— Выходит, что так.
— Каждый человек воспринимает ответ на своем уровне, отец, то, что знает и хочет услышать. Вот, например, у тебя сейчас новый трактор Беларус, как его еще можно назвать?
— Как? — удивился тесть, — ни как. Белорус, он и есть Беларус, никак иначе.
— А если я его назову самодвижущимся механизмом, способным тащить за собой плуг, тележку и так далее. Я что, буду не прав?
Тесть сдвинул шапку на затылок, почесал вспотевший лоб от костра…
— Прав, конечно, ты всегда прав. Мозги мне только запудрил и все. Ладно, заливай костер, спать пойдем.
Яковлев устроился на топчане и долго не засыпал, все думал о сказанном зятем. Верил он ему безоговорочно, но и не понимал. Вроде бы ответил он на вопросы, но путаницы в голове появилось еще больше. А главного ответа — когда на деревню обратят внимание, он так и не получил.

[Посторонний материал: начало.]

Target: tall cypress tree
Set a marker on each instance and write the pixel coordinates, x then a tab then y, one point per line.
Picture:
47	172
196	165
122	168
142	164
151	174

Михайлов тоже заснул не сразу. Для себя он считал однозначным лишь один ответ — монарх, давший место анархии, и есть главнюк. Потом уже появился Ельцин со своими перегибами, страной стало управлять сложнее.
Меняются времена, эпохи, люди… Стали обращать внимание на деревню, но на инициативную, не на окраине, а в середине периферии. Правило никогда не менялось — деньги к деньгам.
Возрождать надо Михайловку и реальные мысли летали, кружились по зимовью в глубокой тайге.
Утром проснулись мужики под впечатлением вечернего разговора с двояким настроением — прелестная природа: тайга, кедрач и тяжесть развалившейся деревни. Перекидывались короткими фразами — дай, налей, еще будешь? Перекусили, попили чай и принялись за дело. До обеда били шишку, после обеда мололи, получая чистый орех. Пробыли в кедраче еще два дня и стали возвращаться.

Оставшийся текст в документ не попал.